Posts Tagged ‘Charlie Brown’
Season’s greetings, my name is Jimmy Sad Eyes and this week I am writing the blog and giving the regular guy the week off. He asked me to do this and I held out until I got what I wanted – a 5 minute tummy scratch each week in January. I wasn’t supposed to tell anybody so keep it a secret between us.
I am going to write about my favorite things of Christmas. I am not quite two years old so it will be a short list as my experience is limited.
Jingle Bells. In case you don’t know it starts out like this:
Woof, Woof, Woof
Woof, Woof, Woof
Extra Large Rawhide Bone (with a compass in the stock*)
Favorite Christmas Television** Special:
Anything with Snoopy in it. That dudes rocks!
Christmas leftovers, hey a dog likes to splurge once in a while too.
When the neighbors and their dog Tina come over for a Christmas visit – if you know what I mean.
Eggnog – ‘nuff said
Eating the milk and cookies left out for Santa. So far they haven’t figured it out.

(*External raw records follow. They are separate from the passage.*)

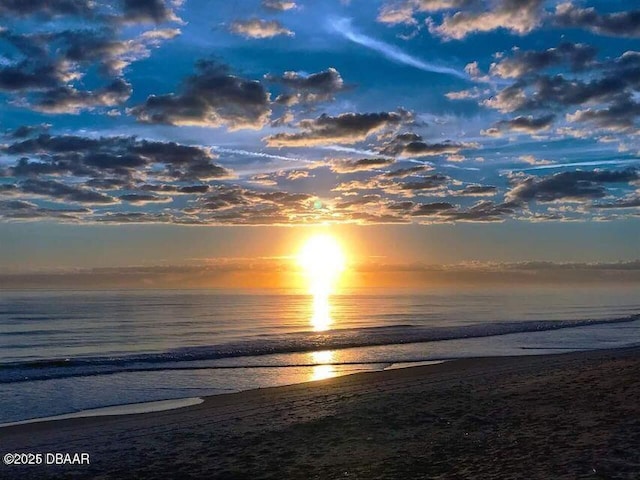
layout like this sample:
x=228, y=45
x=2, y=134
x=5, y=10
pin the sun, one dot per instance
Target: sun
x=323, y=260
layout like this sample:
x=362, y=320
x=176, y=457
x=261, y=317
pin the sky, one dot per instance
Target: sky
x=168, y=134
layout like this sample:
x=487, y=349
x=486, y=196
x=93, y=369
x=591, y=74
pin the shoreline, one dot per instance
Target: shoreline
x=569, y=415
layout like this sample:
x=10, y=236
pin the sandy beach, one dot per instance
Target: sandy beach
x=539, y=417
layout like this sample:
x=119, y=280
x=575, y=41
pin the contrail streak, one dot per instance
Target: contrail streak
x=258, y=154
x=593, y=163
x=343, y=27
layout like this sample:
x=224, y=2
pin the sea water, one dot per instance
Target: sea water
x=67, y=351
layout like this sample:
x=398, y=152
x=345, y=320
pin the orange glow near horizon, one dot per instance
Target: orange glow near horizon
x=323, y=261
x=324, y=368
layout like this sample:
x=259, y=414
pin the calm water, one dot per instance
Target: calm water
x=67, y=351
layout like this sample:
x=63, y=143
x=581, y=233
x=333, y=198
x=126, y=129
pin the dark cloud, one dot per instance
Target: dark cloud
x=122, y=156
x=521, y=124
x=25, y=211
x=25, y=131
x=412, y=145
x=518, y=16
x=618, y=24
x=62, y=191
x=408, y=171
x=619, y=116
x=212, y=98
x=316, y=87
x=49, y=74
x=575, y=186
x=347, y=128
x=143, y=198
x=477, y=190
x=577, y=55
x=349, y=166
x=46, y=8
x=618, y=79
x=142, y=11
x=632, y=201
x=259, y=29
x=69, y=100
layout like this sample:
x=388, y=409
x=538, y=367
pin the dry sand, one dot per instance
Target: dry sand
x=569, y=416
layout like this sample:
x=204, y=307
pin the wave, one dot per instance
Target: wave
x=277, y=344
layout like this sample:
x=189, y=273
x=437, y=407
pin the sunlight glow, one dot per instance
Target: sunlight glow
x=323, y=261
x=324, y=369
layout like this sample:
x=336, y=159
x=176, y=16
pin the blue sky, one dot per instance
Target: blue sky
x=459, y=122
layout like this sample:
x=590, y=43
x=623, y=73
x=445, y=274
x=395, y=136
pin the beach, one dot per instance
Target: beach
x=567, y=416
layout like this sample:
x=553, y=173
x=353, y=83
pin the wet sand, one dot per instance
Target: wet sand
x=569, y=416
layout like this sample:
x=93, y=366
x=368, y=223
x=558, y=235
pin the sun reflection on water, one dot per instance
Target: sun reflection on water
x=324, y=369
x=321, y=315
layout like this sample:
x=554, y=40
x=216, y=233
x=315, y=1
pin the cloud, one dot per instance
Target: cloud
x=521, y=124
x=477, y=191
x=404, y=12
x=532, y=160
x=518, y=16
x=576, y=186
x=151, y=11
x=398, y=13
x=259, y=29
x=61, y=191
x=211, y=98
x=578, y=55
x=124, y=157
x=412, y=145
x=618, y=24
x=429, y=209
x=349, y=166
x=346, y=128
x=69, y=100
x=343, y=27
x=631, y=201
x=143, y=199
x=278, y=5
x=46, y=8
x=308, y=88
x=620, y=116
x=407, y=171
x=617, y=81
x=48, y=73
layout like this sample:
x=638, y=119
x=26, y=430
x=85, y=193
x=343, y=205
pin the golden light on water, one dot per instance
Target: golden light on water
x=324, y=370
x=323, y=261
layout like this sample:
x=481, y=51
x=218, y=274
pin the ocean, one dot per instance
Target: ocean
x=69, y=351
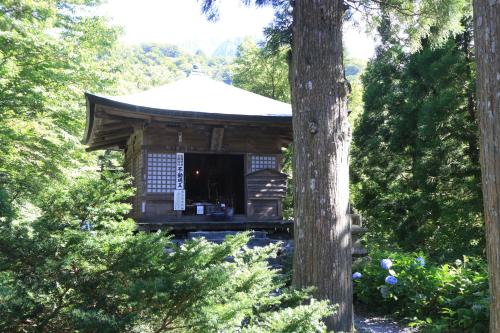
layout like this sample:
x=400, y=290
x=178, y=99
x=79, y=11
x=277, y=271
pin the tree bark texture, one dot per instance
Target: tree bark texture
x=322, y=256
x=487, y=43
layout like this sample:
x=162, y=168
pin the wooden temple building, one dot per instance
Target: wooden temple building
x=203, y=154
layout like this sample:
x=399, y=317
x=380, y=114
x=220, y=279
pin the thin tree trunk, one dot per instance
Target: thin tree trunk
x=322, y=256
x=487, y=43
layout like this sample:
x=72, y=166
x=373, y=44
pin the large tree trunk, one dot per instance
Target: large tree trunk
x=487, y=43
x=321, y=134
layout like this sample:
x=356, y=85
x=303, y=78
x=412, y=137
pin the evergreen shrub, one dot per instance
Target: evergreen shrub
x=438, y=298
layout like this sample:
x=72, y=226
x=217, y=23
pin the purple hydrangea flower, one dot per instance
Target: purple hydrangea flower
x=391, y=280
x=386, y=263
x=421, y=261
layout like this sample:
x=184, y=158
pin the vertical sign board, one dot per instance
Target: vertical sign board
x=179, y=193
x=179, y=200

This is the part when the other guy tells you to have a great week but I always have a great week. I mix in a few walks, a couple of meals and about 12 hours of naps throughout the day. You should try that some time, I recommend it in fact.
*Editor’s note – OK, I added that due to my affinity for the movie A Christmas Story
**Editor’s note #2 – Jimmy doesn’t have a high def Television or use the abbreviation “TV” either - read about low def eyes in a high def world here
Last March I wrote a blog about what I would do with a million dollar windfall. It ended with me left with 2 cents and giving it to you and telling you to be happy with what you have. This time I am going to just have fun spending a million for my Christmas gifts.
To start, I am going to spend some money on myself.
1) A new fancy bike that is very light weight with all the cool gadgets. I will allocate $5,000 to this purchase which I feel is appropriate since this is only a dream.
2) Fix my garage. It has two single doors and I want it to have one large door. I hate this about my house and I have to deal with it every day. Whatever it costs it would be worth it especially since I have some extra scratch to spend.
3) Hire someone to come in and do all the little things around the house and make my to do list read: Swing on hammock while sipping a beverage. This would be priceless.
Enough for me now on to my wife:
1) See item 3 above.
2) A shiny new diamond ring that had a super-duper special feature. It would not get misplaced while digging in the dirt when gardening
3) A week vacation wherever she wanted to go without me.
4) A week vacation wherever she wanted to go with me.
5) A day at the spa getting pampered.
6) A brand new car! I can imagine Johnny Olson saying that now.
7) Lessons from the person who would teach her to appreciate my special brand of humor. That might cost a few bucks.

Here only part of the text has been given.